Early on April 7, Pond's Brigade was taken under sporadic rifle and artillery fire from enemy skirmishers close to 400 yards away. Realizing that the Confederate main battle line no longer protected his right flank, Pond quickly ordered his brigade to retreat and reform in accordance to the main line at the south end of Jones Field. General Ruggles ordered Pond's Brigade to take its on the left like the day before. However, General Hardee ordered Pond to move his brigade in support of the extreme right of his battle line. After moving the brigade from the extreme left flank to its right flank, General P.G.T. Beauregard rode up and ordered Pond to advance against the Federal troops in a different location. However, before Pond could completely reposition the brigade, General Leonidas Polk ordered Pond to move the brigade to support his battle line. While moving the brigade, Beauregard again redirected Pond's Brigade and ordered them to return immediately to Army headquarters near Shiloh Church. Upon reaching the church Pond's Brigade and other hastily assembled units formed a rear guard to allow the army to retreat toward Corinth. In his report Pond reported that his brigade had total casualties of 597 men; 90 of them from his own 16th Louisiana.

==Later life==

Under the new Conscription Act of April 1862, the 16th Infantry had to reorganize and reelect its officers.
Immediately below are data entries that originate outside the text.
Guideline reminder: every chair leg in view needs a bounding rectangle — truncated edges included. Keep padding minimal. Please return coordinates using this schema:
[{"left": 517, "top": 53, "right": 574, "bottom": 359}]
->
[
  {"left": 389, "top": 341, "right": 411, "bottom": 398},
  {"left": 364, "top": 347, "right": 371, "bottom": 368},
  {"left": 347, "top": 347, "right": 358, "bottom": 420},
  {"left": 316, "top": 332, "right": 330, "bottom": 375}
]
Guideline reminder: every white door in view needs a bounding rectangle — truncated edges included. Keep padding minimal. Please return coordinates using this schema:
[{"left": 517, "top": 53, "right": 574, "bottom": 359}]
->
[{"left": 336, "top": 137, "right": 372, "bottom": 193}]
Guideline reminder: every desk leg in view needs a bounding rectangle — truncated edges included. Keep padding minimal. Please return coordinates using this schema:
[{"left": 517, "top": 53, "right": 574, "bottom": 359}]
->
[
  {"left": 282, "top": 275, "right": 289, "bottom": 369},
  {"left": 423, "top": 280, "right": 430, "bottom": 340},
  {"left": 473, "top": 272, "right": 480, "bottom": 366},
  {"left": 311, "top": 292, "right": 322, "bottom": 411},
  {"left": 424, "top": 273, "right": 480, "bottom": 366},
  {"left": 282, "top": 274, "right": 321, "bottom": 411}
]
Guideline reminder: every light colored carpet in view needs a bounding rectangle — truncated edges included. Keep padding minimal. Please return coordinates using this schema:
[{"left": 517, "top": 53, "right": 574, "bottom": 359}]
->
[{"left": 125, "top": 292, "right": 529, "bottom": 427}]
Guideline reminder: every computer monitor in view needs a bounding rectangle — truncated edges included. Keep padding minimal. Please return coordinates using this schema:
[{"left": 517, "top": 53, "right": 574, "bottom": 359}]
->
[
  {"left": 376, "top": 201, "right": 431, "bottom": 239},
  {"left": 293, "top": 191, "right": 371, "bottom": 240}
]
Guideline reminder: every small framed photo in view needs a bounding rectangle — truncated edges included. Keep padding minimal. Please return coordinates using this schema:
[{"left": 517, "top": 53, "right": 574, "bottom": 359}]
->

In the end Pond was not re-elected as colonel, and he resigned his commission on May 8, 1862.
Returning to his home in Clinton restarted farming and reopened his legal business. Simultaneously he also reentered politics, becoming a Louisiana State Senator for East Feliciana. In August 1863 Pond, as voice of Clinton's citizens, wrote a letter to the federal department commander condemning a speculated raid by irregular Union forces in the vicinity of Port Hudson. While the federal commander, General Nathaniel P. Banks, acknowledged the receipt of the letter and stated that no such raid was planned, he also made clear that the opinion of the citizenship of the rebellious state would be of no matter in this question. When on January 25, 1864, one of Pond's fellow officers, Brigadier General Henry Watkins Allen, became Governor of Louisiana Pond was appointed to his aides. On May 8 Pond wrote a letter to the Governor, condemning the actions of several regular and irregular confederate officers, who were accused of violent and criminal behaviour.

Pond died on June 15, 1864, and is buried in Old Jackson Cemetery in Jackson, Louisiana.